How to calculate each

The math is simple, the inconsistency is what causes problems:

CSAT — most teams report the percentage of respondents who pick the top one or two boxes (4–5 on a 5-point scale). A few report it as a mean. Pick one and never switch.
NPS — promoters (9–10) minus detractors (0–6), passives (7–8) excluded. Result is -100 to +100.
CES — most teams report mean score on a 1–7 scale, or the percentage of "agree/strongly agree" responses. Again, pick one and stick.

The thing that breaks most dashboards is changing the calculation mid-year. If you switch from a mean to a top-box CSAT, your trend line is now nonsense. Document the formula in the survey itself so the next analyst inherits the choice.

Combining them in a feedback program

The three metrics fit together if you treat them as different layers:

Event-level — CSAT and CES, fired by triggers, owned by the team responsible for that event.
Relationship-level — NPS, on a cadence, owned at a higher level (CX leadership or the executive team).
Diagnostic-level — open-text follow-ups on every metric, themed monthly to inform the roadmap.

The strongest pattern: when an NPS detractor explains "support was slow," check the CSAT and CES from that customer's last support interaction. When the metrics agree, you have a signal worth acting on. When they disagree, you have a question worth investigating. Customer feedback survey templates include the standard variants you can drop into your tool.

Benchmarks and traps

Industry benchmarks are useful directional anchors and dangerous targets. The companies that publish their scores have selected for being above average — that is part of why they publish. Compare to your own past trend first, your sector benchmarks second, and never to a competitor's marketing slide.

The biggest trap with all three metrics is making them compensation targets without protecting the data. Once a team's bonus depends on a number, the surveys start getting curated, the sample skewed, and the score drifts loose from reality. Tie incentives to closed-loop actions and verbatim themes — see how to write survey questions for the wording rules that keep the data clean.

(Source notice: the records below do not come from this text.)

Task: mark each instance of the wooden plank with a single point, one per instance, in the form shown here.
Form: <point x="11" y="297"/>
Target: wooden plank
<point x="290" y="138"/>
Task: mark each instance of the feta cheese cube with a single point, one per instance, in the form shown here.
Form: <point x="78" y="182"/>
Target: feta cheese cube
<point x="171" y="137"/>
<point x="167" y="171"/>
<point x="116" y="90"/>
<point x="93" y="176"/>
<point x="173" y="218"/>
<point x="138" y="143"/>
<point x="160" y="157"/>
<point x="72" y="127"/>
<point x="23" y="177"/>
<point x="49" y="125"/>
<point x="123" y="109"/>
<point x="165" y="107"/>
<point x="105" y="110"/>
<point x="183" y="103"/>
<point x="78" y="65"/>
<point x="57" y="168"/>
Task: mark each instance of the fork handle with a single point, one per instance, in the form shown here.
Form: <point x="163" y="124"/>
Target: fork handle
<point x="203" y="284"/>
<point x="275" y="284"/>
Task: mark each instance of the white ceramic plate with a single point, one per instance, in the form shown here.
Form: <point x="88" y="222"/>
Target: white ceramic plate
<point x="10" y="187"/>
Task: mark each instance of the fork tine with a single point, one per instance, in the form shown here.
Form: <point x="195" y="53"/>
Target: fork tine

Pick by job to be done: CSAT for "did this thing go well?", CES for "was this hard?", NPS for "how do you feel about us overall?". Run all three in a mature program, never average them together, and always pair the score with an open follow-up.

Frequently asked

Which metric is most important?

The one that maps to the decision you are trying to make. CSAT diagnoses event quality, CES diagnoses friction, NPS forecasts loyalty and word-of-mouth. Picking a single most-important metric usually means optimizing the wrong thing for the question someone actually asked.

Can I just use NPS for everything?

You can, but you will lose resolution. NPS at the relationship level cannot tell you that your support team is great and your billing flow is broken. Event-level CSAT and CES find the specific causes that show up later in the relationship score.

What sample size do I need for these to be reliable?

For a single period comparison, aim for at least a hundred responses per cohort before you read movement as signal. With fewer than that, swings of five or ten points are usually noise. If your customer base is small, report a moving average over a longer window.

How do I avoid survey fatigue when running all three?

Cap total surveys at one per customer per month, sequence them so the same person rarely gets more than one in a window, and never re-survey someone who responded recently. Use silent suppression rules in your survey tool to enforce the cap automatically.

Should the wording exactly match the standard?

For NPS, yes — changing the wording breaks comparability with industry benchmarks. For CSAT and CES, the standard wording is a starting point you can localize for your product, as long as the scale and the calculation stay consistent inside your own tracking.